Sprinkle the crumble over the apple. This is the easiest apple crumble recipe and an all-time favourite quick and easy dessert. In a bowl, mix the Edmonds Standard Grade Flour, oats, coconut, Chelsea Soft Brown Sugar and cinnamon together, then rub in the Tararua Butter until the mixture becomes combined and crumbly. Peel and cut apples into wedges and place in an oven-proof dish.

Helen's Apple Crumble instructions

  1. Peel apples. Chop into quarters. Take out core. Slice apples..
  2. Add lemon juice and zested lemon peel. Mix well in a large bowl. Set aside..
  3. Cream the butter in a mixer. Sift flour into the mixer. Add brown sugar into the mixer. Mix until it turns into a dry crumbly texture (looks a bit like granola). If not enough - add in a bit of flour..
  4. Place the apples evenly in a dish (it fits perfectly in a 30cm diameter dish that is about 2 inches deep). Topple crumble mixture evenly. Here's a photo of the chef!.
  5. Preheat oven to 200 degrees. Bake for 45-60 minutes until the top starts to brown. In this version, we opted for 60 minutes for maximum crunch and softened apples like sauce. Serve with ice cream!.

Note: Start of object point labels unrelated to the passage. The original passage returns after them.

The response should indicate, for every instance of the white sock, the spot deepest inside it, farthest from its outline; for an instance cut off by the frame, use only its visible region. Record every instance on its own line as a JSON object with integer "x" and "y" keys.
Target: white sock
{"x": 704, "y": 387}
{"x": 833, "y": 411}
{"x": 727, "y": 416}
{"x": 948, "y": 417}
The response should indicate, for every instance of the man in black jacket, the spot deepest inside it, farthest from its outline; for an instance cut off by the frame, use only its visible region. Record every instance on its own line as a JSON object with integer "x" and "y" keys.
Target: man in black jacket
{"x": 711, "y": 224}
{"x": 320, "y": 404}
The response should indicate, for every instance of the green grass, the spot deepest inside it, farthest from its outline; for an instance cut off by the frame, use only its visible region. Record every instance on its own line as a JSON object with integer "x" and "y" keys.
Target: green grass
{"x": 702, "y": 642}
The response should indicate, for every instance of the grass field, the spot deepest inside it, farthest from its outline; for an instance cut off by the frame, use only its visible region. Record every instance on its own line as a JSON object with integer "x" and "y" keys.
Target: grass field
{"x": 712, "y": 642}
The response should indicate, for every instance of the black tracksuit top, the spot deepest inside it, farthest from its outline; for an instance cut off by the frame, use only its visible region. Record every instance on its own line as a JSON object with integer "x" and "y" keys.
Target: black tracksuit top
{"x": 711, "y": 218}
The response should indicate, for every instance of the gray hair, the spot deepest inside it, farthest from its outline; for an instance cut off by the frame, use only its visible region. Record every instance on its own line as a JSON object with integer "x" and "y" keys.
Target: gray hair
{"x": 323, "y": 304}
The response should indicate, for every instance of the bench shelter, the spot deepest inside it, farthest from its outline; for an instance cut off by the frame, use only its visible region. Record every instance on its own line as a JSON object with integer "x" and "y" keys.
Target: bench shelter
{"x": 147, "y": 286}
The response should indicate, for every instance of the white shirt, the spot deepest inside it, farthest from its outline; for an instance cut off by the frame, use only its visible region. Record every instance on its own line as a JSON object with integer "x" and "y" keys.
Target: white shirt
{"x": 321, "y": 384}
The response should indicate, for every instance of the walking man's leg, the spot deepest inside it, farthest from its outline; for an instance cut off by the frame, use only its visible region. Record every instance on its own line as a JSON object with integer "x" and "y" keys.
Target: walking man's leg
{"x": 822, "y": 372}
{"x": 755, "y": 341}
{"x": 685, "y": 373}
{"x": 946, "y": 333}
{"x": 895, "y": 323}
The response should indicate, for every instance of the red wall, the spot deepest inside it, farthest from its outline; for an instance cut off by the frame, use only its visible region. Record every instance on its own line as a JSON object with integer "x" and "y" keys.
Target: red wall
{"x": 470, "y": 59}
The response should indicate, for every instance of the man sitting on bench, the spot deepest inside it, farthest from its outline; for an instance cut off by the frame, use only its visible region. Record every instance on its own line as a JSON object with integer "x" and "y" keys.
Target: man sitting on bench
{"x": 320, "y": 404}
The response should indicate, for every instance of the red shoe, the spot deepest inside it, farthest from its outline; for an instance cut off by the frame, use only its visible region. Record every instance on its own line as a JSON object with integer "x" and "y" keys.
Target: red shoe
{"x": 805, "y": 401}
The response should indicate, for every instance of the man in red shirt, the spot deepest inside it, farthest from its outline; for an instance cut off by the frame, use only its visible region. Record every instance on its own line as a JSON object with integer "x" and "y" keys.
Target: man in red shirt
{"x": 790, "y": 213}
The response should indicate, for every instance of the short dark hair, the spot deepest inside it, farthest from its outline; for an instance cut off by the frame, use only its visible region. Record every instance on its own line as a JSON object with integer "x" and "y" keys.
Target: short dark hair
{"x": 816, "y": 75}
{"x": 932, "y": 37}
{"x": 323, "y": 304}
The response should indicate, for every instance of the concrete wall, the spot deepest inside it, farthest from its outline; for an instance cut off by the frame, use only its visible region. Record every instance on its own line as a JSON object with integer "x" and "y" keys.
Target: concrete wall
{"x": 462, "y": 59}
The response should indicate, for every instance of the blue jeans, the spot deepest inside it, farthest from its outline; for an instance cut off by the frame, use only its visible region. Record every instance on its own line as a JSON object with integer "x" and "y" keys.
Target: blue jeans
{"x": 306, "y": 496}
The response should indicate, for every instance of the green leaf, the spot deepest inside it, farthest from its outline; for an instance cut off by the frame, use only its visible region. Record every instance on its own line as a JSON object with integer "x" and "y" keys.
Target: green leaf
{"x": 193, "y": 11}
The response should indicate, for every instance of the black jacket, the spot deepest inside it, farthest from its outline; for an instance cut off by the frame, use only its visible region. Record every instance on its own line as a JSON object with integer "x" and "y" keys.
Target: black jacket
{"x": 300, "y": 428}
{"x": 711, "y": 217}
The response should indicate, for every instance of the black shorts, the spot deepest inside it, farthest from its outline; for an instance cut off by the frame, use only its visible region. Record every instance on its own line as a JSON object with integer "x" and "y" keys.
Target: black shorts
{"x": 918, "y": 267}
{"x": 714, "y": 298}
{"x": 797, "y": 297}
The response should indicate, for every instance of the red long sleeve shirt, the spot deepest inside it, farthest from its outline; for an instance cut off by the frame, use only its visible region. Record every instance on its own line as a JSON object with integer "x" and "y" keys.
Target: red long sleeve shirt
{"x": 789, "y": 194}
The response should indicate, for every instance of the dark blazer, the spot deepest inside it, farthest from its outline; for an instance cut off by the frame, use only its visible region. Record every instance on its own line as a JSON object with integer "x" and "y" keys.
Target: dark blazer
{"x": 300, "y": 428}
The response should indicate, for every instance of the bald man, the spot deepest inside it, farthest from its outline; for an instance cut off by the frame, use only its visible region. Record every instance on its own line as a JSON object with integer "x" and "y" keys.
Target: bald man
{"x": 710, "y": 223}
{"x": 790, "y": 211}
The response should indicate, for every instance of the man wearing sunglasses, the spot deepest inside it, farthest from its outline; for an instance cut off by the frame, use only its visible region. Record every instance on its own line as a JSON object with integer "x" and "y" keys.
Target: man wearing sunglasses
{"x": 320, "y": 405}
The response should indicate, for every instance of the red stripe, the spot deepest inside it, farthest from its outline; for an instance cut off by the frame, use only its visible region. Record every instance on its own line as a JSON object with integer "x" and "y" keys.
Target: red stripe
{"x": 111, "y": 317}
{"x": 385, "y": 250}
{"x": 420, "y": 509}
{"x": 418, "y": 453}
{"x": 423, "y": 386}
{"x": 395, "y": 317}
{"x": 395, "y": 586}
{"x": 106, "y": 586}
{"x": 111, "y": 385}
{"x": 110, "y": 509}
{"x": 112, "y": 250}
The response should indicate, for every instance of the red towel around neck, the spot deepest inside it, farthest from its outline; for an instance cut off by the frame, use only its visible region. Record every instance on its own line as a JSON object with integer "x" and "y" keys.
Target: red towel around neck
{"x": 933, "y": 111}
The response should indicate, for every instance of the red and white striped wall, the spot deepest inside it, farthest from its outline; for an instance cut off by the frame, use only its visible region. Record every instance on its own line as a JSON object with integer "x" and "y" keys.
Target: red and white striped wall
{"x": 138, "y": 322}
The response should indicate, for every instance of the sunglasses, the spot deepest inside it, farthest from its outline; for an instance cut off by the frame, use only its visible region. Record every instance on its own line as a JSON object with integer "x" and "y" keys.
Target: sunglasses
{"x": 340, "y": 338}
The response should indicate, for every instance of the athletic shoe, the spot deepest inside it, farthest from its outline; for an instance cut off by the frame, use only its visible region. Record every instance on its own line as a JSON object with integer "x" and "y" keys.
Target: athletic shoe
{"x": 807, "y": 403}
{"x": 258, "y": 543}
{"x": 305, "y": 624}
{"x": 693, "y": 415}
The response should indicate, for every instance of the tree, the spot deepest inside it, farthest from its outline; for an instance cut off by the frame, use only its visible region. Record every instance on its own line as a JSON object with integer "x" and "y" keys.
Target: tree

Drizzle with the Chelsea Golden Syrup. Don't forget to add your apple peels to your compost pile or on our farm they get fed to the pigs or as treats to the cows. Since we aren't pre-cooking the apples (an extra step many recipes call for), the type of apple you choose will greatly affect the texture of the finished crisp. Granny Smith is our first choice, since its tartness holds up against the sweetness of the crisp topping, and they always bake up tender but not mushy. Birthdays, parties or just Sunday dinner; our outside catering menu suits every occasion.